21 - 6 - Le voyage, reprendre.
Oui ? Qu’est-ce-qu’il y a Gigi ? Tes copains copines quémandent tout d’suite la suite ? Attends que j’regarde l’heure, oui, rest’ un peu d’temps, ça aurait été possib’e. Mais j’n’ai pas changé d’avis ! Dommage que ce soit une histoire de mes deux…
Oh, ils regrettent. Tu m’en diras tant… J’n’en suis pas si sûre !
Ok, ok, je n’sais pas trop, qu’ils s’assoient, dans l’calme, on va voir.
Tout l’monde est là ? Bien installés ? Réinstallés, devrais-je dire. Alors ? J’attends. Oh, vous r’grettez. Mais encore ? Mon histoire est bien ; ah, juste bien. Géniale ? Oui, mais peut mieux faire. Accrochante ? Mouais, accrocheuse plutôt, non ? Extraordinaire et merveilleuse ? Ok, ça j’accepte avec plaisir, continuez. Longue ? C’est un compliment ça ?! Superbe ? J’préfère ! Grossière ?! Putain mais merde je rêve, où ça qu’vous avez vu d’la grossièreté ?! Sexuelle ? J’hallucine ! On dit une fois sexe, et v’là qu’vous en voyez partout ! Y’a pas d’sexe dans c’t’histoire, seuls des esprits tordus, dérangés, pervers, ont dû en entendre !

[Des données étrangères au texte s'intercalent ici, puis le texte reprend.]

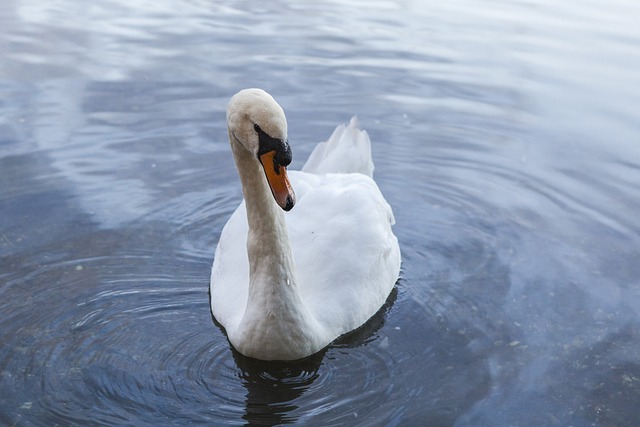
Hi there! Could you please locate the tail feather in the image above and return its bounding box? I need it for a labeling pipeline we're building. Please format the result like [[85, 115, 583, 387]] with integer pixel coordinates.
[[302, 116, 373, 177]]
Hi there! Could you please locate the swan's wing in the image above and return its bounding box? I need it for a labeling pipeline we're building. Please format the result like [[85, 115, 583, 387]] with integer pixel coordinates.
[[210, 171, 400, 336], [302, 117, 373, 177], [286, 173, 400, 336], [209, 201, 249, 333]]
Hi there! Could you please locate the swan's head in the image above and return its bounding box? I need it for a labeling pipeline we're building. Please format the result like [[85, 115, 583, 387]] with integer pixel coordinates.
[[227, 89, 296, 211]]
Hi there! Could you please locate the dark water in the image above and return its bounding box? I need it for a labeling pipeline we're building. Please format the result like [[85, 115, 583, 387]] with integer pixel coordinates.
[[0, 0, 640, 426]]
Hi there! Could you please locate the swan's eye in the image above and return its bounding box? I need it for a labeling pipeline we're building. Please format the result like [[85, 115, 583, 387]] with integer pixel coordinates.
[[253, 124, 291, 166]]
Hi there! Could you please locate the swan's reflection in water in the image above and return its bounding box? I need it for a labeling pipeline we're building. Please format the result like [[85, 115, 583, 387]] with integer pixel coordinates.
[[231, 288, 398, 426]]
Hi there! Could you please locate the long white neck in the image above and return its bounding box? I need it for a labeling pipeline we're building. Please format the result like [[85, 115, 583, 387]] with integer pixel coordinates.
[[229, 132, 322, 359]]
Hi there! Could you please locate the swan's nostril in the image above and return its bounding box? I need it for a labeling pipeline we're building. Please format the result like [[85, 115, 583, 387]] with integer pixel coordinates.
[[282, 196, 296, 212]]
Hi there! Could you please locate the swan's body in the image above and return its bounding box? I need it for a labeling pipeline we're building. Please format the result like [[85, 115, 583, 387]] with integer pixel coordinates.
[[211, 89, 400, 360]]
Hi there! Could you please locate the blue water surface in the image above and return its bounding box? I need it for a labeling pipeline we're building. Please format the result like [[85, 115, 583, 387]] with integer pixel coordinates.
[[0, 0, 640, 427]]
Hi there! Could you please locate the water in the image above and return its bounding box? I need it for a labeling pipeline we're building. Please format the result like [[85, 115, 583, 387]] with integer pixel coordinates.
[[0, 0, 640, 426]]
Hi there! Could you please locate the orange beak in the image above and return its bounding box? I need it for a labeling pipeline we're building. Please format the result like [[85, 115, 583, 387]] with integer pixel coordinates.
[[259, 150, 296, 211]]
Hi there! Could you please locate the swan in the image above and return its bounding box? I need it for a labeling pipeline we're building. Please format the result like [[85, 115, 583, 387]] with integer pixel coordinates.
[[209, 89, 400, 360]]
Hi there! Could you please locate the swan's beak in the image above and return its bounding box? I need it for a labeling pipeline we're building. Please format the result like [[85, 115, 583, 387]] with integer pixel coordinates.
[[259, 150, 296, 211]]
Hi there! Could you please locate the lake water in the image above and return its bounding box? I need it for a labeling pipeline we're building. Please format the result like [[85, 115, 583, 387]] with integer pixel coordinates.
[[0, 0, 640, 427]]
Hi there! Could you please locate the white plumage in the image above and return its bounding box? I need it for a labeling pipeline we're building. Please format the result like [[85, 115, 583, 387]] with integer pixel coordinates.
[[210, 89, 400, 360]]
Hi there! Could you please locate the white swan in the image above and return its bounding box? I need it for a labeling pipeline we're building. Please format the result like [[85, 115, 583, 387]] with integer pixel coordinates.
[[210, 89, 400, 360]]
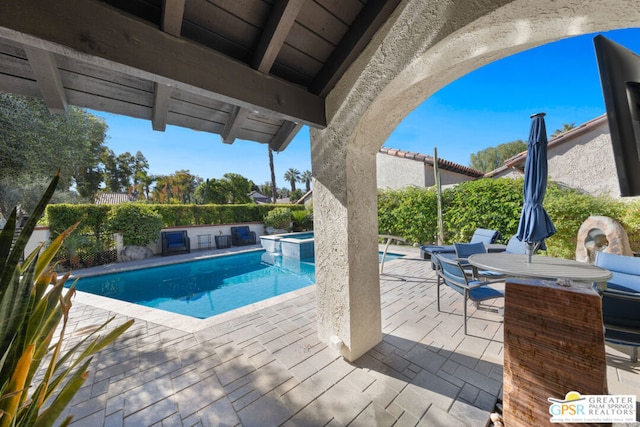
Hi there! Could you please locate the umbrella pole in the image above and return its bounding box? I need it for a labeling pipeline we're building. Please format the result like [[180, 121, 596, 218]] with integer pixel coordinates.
[[525, 242, 536, 264], [525, 242, 540, 264]]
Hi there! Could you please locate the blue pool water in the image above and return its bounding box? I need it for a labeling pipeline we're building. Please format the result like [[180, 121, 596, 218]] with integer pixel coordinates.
[[76, 251, 402, 319], [76, 251, 315, 319]]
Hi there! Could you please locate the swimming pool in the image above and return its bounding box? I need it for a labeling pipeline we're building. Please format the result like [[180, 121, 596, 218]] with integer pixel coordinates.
[[76, 251, 315, 319], [70, 250, 403, 319]]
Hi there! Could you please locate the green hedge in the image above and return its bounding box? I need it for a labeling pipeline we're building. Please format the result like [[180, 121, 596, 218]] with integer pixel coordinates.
[[46, 204, 305, 237], [378, 178, 640, 259]]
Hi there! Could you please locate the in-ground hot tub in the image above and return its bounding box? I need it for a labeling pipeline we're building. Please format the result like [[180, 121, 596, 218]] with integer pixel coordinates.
[[260, 231, 315, 259]]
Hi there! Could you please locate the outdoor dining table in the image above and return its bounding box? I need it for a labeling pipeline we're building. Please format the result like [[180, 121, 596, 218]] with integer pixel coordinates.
[[467, 252, 612, 283]]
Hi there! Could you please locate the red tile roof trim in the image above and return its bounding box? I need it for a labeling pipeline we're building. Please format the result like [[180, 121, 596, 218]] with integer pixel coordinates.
[[380, 147, 484, 178]]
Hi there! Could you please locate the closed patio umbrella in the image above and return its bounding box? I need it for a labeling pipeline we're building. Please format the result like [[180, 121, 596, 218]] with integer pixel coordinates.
[[516, 113, 556, 262]]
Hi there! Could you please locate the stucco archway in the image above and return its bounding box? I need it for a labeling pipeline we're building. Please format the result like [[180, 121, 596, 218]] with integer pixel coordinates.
[[311, 0, 640, 360]]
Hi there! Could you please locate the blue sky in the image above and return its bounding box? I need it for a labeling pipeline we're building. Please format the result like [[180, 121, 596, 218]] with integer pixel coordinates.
[[92, 29, 640, 187]]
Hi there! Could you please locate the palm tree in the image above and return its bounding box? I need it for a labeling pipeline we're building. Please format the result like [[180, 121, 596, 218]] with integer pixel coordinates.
[[551, 123, 576, 138], [269, 147, 278, 203], [284, 168, 300, 191], [300, 170, 313, 193]]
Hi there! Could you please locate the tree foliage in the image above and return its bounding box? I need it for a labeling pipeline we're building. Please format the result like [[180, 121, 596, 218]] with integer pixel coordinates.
[[0, 175, 133, 427], [378, 178, 640, 259], [0, 92, 107, 216], [195, 173, 256, 204], [107, 203, 162, 246], [551, 123, 576, 138], [284, 168, 300, 192], [469, 140, 527, 172]]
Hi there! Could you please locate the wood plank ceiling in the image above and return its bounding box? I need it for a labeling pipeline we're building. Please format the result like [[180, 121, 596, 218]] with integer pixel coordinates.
[[0, 0, 399, 151]]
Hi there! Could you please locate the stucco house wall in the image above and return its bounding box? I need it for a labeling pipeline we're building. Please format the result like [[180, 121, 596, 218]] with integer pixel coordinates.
[[548, 120, 620, 198], [485, 115, 632, 198], [376, 148, 482, 190], [376, 153, 424, 190]]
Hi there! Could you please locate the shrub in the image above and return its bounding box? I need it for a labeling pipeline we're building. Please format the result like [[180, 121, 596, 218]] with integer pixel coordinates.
[[0, 175, 133, 426], [378, 187, 438, 244], [442, 178, 524, 243], [264, 208, 293, 230], [291, 211, 313, 231], [378, 178, 640, 259], [107, 203, 162, 246]]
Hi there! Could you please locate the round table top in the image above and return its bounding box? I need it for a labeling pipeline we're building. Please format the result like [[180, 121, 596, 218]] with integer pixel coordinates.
[[468, 252, 612, 282]]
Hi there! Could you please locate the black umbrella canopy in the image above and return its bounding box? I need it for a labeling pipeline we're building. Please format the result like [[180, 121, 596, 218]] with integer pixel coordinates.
[[516, 113, 556, 260]]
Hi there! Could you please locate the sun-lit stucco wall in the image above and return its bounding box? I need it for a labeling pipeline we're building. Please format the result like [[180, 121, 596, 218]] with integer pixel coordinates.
[[310, 0, 640, 360], [547, 121, 620, 197]]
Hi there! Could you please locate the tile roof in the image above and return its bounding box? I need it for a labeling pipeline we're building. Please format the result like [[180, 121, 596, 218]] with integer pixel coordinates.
[[484, 114, 608, 178], [380, 147, 484, 178], [95, 193, 137, 205]]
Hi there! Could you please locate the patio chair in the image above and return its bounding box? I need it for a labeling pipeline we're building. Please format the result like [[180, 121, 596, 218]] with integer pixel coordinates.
[[595, 252, 640, 363], [420, 228, 505, 259], [432, 254, 504, 335], [231, 225, 256, 246], [160, 230, 191, 256], [453, 242, 505, 282]]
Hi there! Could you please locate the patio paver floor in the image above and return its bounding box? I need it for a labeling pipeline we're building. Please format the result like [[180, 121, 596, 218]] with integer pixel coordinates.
[[53, 246, 640, 427]]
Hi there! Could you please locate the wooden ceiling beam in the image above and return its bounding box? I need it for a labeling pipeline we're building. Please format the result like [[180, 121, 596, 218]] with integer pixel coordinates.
[[220, 106, 249, 144], [221, 0, 304, 145], [151, 0, 185, 132], [309, 0, 400, 97], [162, 0, 185, 37], [269, 121, 302, 153], [24, 46, 68, 114], [236, 0, 305, 152], [151, 83, 171, 132], [252, 0, 304, 73], [0, 0, 327, 128]]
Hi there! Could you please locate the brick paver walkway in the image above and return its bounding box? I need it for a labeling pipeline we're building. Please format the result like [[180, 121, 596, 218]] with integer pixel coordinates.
[[52, 249, 640, 427]]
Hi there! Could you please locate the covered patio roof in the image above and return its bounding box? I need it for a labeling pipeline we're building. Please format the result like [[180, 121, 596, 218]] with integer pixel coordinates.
[[0, 0, 399, 151]]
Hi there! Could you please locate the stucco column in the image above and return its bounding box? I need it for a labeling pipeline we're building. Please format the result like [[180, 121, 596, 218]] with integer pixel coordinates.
[[311, 130, 382, 361]]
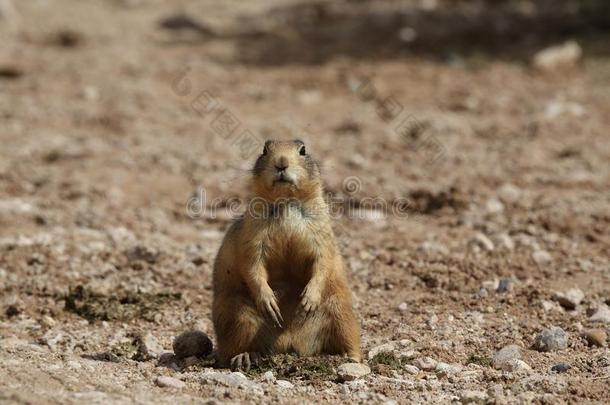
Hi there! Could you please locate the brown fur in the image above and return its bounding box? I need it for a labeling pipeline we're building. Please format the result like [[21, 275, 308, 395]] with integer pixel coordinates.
[[212, 141, 361, 368]]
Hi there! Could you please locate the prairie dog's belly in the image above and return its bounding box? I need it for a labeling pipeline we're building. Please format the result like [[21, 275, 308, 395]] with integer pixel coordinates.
[[263, 208, 314, 291]]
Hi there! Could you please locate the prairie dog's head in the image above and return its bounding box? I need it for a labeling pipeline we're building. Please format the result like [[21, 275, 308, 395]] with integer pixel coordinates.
[[252, 140, 322, 201]]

Du sexe… dans une histoire pour mioches, n’importe quoi… demain j’vais dire… dire… tiens, j’vais dire par exemple "chatte", comme ça, par le plus pur des hasards, et ce s’ra perçu comment ? Comme du sexe ? Non mais, où va l’monde, faut arrêter avec c'te manie d'tout déformer !
Une chatte c’est une chatte, et soit dit en passant sa queue c'est sa queue ! N'faut pas toujours en vouloir plus ! Et pareil si elle est velue, agréab'e à caresser ou appréciable en bouche ! Non, pas "appréciab’e en bouche", ça, ça n’marche pas, y’a qu’les chinois qui mangent les chats. Je n'suis pas chinoise… même si j’ai d’jà visité.
Enfin bon, bon, hey, stop, là, j’vous préviens, vous n’y êtes pas, en fait ça ne l’fait plus du tout ! En fait on n’va pas r’prendre.
FIN, ENCORE !
Géniale ? Mon histoire ? Ah, un sursaut. Dommage, y’a qu’trois mots qu’ont été dit et faut qu’vous r’ssortiez l’même !
Vous pouvez r’vaquer à vos occupations, j’n’ai rien à tirer d’vous, je n’reprends pas !
FIN, SI SI TOUJOURS !
Belle, sublime, jolie, enchanteresse, phénoménale, étrange, exceptionnelle, remarquable, bizarre, incroyable, fantastique, invraisemblable… Wahou, là vous avez tout lâché ! Il y aurait bien deux trois trucs à r’voir mais… j’note l’effort, j’sens qu’j’vais pouvoir m’en contenter.
Donc est-ce que j’reprends ? Ça dépend… parlons d’moi, pour voir. J’écoute. Jolie ? Ok. Belle ? Oui, ok. Vieille ? Connasse ! J’crois que j’me suis d’jà expliquée là-d’ssus, non ? Je l’r’dis : je n’suis pas vieille, sauf en âge, mais… bon, en fin d'compte, autant vous dire que d’un coup tous vos efforts sont dev’nus vains !
Donc je n’reprends pas ? T’as tout compris !
FIN, et j’n’y r’viendrais pas quoique vous fassiez !
Belle, sublime, jolie, enchanteresse, phénoménale, étrange, exceptionnelle, remarquable, bizarre, incroyable, fantastique, invraisemblable… Ouais, c’est ça, rattrapez-vous, sans surtout trop vous décarcasser !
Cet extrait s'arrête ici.